- Born: September 21, 1921 Jackson, Minnesota
- Died: March 1, 2005 (aged 83)
- Occupation: Jesuit priest
- Known for: Assisting in exorcism of Roland Doe

= Walter Halloran =

American priest (1921–2005)

Walter H. Halloran SJ (September 21, 1921 – March 1, 2005) was a Catholic priest of the Society of Jesus who, at the age of twenty-six, assisted in the exorcism of Roland Doe in Washington, D.C., and St. Louis, Missouri. The anonymous Doe, a thirteen-year-old Lutheran boy from Cottage City, Maryland, was allegedly possessed. The case inspired William Peter Blatty to write his novel The Exorcist.

==Life==
Halloran was born in Jackson, Minnesota, in 1921. He was the oldest of nine children. He became a student at the Campion Jesuit High School in Prairie du Chien, Wisconsin, in 1934. He was a member of the school's football team. In 1941, he became a member of the Society of Jesus. Halloran attended St. Louis University and in 1954 was ordained a priest, and two years later began teaching theology and history at his old school the Campion Jesuit High boarding school in Prairie du Chien, while also coaching football. In 1963 he moved to Marquette University, where he taught history until 1966 when he volunteered for chaplain duty with the United States Army.
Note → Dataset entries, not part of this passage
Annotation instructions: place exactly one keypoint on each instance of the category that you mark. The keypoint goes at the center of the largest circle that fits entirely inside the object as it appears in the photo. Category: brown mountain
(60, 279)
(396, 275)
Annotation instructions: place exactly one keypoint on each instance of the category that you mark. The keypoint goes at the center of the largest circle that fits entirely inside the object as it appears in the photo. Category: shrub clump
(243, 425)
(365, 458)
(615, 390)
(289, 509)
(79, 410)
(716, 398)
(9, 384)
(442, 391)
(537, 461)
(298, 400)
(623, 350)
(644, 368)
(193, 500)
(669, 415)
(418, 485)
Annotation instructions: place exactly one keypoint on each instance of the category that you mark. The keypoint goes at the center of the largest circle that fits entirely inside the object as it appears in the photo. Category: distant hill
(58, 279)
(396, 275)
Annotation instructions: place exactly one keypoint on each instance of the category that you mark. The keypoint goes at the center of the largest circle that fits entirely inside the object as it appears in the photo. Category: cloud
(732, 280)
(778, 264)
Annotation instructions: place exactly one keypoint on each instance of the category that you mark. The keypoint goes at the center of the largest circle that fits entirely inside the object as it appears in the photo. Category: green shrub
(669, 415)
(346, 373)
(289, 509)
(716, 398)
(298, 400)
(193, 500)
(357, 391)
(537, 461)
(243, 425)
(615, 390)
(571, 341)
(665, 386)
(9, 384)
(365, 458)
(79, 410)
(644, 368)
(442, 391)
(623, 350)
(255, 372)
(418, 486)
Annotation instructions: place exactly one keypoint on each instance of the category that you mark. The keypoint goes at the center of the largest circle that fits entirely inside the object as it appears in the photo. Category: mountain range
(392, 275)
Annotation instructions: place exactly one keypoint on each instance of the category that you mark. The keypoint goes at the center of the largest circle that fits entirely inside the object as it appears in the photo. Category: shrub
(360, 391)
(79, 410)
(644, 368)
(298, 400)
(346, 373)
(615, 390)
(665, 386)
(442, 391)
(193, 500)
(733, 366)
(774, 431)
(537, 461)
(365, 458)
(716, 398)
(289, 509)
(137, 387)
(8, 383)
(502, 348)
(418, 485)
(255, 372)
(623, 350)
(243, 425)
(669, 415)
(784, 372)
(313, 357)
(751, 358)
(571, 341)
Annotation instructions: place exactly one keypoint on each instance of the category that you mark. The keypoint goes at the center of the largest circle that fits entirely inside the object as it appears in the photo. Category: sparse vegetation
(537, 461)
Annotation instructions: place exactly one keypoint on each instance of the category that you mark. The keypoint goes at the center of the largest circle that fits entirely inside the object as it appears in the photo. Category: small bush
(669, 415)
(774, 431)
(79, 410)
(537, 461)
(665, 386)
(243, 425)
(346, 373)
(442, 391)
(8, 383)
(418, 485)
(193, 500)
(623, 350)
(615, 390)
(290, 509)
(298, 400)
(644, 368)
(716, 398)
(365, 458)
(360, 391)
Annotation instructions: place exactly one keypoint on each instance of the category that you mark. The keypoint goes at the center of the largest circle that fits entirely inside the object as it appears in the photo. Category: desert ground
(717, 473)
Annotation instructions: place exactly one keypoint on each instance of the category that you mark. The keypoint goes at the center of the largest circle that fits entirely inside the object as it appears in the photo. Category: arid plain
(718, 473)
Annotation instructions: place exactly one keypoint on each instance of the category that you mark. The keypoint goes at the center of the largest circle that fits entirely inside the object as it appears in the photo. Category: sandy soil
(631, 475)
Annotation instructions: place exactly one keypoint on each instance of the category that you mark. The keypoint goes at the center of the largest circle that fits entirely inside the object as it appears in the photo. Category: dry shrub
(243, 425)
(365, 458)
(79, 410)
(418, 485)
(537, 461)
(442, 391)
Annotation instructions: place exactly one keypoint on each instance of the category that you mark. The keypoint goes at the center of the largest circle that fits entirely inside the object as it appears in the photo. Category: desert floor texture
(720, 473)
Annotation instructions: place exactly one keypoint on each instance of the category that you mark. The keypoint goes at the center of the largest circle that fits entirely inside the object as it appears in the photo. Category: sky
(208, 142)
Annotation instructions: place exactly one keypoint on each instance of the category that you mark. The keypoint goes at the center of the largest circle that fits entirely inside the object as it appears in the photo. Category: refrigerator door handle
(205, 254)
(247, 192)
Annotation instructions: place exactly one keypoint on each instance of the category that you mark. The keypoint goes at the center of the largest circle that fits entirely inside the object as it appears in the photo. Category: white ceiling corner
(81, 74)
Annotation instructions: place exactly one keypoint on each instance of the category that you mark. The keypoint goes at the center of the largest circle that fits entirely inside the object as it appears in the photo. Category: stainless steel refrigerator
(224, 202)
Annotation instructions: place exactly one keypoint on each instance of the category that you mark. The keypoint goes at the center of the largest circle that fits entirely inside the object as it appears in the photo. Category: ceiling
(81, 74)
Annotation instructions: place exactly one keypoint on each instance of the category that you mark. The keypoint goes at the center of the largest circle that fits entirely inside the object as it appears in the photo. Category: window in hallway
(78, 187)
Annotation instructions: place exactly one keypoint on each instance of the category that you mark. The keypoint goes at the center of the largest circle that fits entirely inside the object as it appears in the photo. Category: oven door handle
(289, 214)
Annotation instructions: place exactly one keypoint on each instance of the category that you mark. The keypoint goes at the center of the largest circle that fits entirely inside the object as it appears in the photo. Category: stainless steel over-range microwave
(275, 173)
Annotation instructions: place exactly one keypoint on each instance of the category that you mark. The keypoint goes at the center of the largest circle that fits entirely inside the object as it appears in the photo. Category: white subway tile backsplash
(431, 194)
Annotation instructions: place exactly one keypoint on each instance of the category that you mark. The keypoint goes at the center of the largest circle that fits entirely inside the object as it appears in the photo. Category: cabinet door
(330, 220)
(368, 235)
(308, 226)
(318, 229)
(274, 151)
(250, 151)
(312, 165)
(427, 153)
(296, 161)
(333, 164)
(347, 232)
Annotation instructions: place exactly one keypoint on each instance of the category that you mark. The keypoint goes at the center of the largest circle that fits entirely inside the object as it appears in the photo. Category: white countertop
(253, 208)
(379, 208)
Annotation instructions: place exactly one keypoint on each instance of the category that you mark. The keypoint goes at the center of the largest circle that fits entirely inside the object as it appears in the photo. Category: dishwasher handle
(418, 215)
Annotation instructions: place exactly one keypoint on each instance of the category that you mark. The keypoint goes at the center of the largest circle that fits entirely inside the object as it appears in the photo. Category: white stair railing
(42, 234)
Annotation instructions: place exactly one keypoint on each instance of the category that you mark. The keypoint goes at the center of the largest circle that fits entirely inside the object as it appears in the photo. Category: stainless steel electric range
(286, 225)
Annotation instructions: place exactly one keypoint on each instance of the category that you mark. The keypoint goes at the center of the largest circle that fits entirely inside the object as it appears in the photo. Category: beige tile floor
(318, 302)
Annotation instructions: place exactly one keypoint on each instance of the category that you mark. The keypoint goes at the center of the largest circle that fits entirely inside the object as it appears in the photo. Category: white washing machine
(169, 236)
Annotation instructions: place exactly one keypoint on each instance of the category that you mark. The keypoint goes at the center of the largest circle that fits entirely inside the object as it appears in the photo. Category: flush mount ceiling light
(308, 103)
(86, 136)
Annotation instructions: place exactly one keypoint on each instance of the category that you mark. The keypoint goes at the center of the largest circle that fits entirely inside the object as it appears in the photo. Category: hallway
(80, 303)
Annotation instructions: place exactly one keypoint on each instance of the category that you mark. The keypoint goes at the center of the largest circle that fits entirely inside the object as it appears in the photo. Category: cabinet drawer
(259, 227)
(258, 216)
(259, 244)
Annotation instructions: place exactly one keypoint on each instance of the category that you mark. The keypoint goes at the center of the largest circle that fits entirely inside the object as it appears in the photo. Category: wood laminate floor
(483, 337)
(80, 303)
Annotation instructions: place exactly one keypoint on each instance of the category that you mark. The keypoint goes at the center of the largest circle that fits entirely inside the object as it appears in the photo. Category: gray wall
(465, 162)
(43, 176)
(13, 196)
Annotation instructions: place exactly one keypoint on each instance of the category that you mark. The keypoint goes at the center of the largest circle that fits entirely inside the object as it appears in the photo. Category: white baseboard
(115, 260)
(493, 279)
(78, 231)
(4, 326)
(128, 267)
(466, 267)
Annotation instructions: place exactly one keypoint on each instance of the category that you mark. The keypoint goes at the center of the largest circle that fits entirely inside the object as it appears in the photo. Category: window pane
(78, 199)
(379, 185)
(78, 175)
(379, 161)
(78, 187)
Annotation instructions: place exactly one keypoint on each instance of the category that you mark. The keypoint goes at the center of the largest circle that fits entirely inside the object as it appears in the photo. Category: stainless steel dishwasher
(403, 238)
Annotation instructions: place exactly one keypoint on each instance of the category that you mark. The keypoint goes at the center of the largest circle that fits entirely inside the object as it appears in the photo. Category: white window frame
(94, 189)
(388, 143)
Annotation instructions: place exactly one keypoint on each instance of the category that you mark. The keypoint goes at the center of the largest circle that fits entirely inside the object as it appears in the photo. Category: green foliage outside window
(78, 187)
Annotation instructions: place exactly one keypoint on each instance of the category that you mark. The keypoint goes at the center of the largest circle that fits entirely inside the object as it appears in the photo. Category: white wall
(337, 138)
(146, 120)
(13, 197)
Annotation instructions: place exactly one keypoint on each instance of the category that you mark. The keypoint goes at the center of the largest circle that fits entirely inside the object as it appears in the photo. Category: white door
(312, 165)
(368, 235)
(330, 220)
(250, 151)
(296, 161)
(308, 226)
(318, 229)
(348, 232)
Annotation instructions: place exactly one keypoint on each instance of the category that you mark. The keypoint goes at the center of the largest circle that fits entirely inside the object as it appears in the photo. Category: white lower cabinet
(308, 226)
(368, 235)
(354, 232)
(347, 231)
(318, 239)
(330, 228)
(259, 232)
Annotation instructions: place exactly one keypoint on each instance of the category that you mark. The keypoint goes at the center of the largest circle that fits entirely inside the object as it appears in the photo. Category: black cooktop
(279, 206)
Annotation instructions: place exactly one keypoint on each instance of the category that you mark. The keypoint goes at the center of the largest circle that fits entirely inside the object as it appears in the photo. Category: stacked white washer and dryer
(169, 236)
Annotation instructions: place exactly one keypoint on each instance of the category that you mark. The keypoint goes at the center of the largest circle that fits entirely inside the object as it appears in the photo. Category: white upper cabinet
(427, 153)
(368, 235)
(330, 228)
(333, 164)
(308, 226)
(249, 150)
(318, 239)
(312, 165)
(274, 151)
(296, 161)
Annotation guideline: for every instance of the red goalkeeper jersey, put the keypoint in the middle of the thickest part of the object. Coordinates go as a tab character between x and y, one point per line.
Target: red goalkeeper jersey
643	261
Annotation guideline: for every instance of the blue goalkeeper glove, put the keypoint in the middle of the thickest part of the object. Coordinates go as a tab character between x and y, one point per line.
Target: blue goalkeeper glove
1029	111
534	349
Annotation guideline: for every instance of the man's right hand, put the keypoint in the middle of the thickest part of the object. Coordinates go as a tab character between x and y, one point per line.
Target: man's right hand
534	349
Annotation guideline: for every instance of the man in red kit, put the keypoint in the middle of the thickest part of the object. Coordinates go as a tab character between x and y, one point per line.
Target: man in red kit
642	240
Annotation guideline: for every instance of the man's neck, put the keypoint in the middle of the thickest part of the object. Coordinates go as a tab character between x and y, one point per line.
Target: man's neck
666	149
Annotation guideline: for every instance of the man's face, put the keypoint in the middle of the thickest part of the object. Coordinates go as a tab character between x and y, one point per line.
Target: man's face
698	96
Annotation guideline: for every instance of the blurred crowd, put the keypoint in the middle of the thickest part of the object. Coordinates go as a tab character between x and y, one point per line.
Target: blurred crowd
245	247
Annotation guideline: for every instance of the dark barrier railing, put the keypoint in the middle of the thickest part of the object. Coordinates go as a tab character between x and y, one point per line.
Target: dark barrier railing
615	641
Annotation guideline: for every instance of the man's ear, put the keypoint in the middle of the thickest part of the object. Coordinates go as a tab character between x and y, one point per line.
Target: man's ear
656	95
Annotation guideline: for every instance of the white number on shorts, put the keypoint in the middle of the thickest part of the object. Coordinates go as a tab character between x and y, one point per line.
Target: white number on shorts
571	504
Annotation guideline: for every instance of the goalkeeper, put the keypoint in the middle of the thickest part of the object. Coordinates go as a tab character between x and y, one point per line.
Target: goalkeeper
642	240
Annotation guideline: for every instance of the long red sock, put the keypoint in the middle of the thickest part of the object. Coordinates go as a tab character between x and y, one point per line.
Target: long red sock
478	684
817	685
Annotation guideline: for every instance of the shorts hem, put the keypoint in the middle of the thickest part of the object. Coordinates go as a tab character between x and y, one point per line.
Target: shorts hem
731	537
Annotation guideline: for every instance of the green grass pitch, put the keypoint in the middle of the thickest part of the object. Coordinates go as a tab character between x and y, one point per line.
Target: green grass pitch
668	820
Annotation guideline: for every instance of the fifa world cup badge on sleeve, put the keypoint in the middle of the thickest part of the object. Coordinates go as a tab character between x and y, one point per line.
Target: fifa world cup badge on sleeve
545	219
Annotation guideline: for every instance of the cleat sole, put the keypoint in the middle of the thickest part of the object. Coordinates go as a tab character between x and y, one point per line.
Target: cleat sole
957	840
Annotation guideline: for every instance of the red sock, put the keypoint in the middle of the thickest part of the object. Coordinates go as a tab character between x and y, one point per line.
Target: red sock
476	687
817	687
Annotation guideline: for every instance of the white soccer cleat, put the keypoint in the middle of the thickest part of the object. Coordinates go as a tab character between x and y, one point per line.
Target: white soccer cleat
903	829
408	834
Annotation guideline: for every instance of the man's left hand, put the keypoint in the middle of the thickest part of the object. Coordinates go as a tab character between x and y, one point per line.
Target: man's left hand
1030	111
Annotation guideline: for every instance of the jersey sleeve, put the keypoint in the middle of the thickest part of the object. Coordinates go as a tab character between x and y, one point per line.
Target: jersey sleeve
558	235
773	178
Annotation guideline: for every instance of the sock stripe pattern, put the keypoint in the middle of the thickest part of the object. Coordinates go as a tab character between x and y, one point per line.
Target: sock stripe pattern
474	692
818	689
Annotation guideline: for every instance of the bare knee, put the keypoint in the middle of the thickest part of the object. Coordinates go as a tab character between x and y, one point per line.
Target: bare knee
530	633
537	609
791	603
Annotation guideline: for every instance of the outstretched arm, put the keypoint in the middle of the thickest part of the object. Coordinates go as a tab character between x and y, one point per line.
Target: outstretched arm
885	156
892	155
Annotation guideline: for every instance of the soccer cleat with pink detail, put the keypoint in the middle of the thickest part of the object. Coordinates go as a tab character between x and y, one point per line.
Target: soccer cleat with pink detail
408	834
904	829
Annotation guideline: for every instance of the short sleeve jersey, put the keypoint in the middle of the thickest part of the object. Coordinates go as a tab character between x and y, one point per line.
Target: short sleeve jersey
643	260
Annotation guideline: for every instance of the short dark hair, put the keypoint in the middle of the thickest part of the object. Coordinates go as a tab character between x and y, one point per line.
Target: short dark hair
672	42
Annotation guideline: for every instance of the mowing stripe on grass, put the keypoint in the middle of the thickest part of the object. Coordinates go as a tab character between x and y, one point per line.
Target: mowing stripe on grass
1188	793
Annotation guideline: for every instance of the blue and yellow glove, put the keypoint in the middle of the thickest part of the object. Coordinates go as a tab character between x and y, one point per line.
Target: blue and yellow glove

He first served in Germany but in 1969, at the age of 48, he volunteered for paratrooper training and then for duty in Vietnam where he would say he saw more evil than in the boy's hospital bed back in 1949. According to his brother John Halloran, he really wanted to work with the men. Halloran would helicopter in to the fighting zones, sometimes staying for days on end ministering to the soldiers. By the end of his service as a paratrooper chaplain in 1971, he had earned two Bronze Stars. After his service was over, he went back to St. Louis in 1972 to teach at St. Louis University High and to serve as assistant director of campus ministry and then alumni director. Halloran would have a variety of assignments from then on, such as being an associate pastor in his hometown of Jackson, Minnesota, and running a parish ministry in San Diego, California. In 1988, Halloran was an assistant director of the alumni office at Creighton University in Omaha.

== Exorcism ==

According to author Thomas B. Allen, Halloran "expressed his skepticism about potential paranormal events before his death." When asked in an interview to make a statement on whether the boy had been possessed, Halloran responded saying "No, I can’t go on record, I never made an absolute statement about the things because I didn’t feel I was qualified."

==Death==
In 2003, Halloran was diagnosed with cancer and retired to the St. Camillus Jesuit Community in Wauwatosa, Wisconsin, where he died on March 1, 2005. At the time of his death, he was the last surviving Jesuit who had assisted in the 1949 case.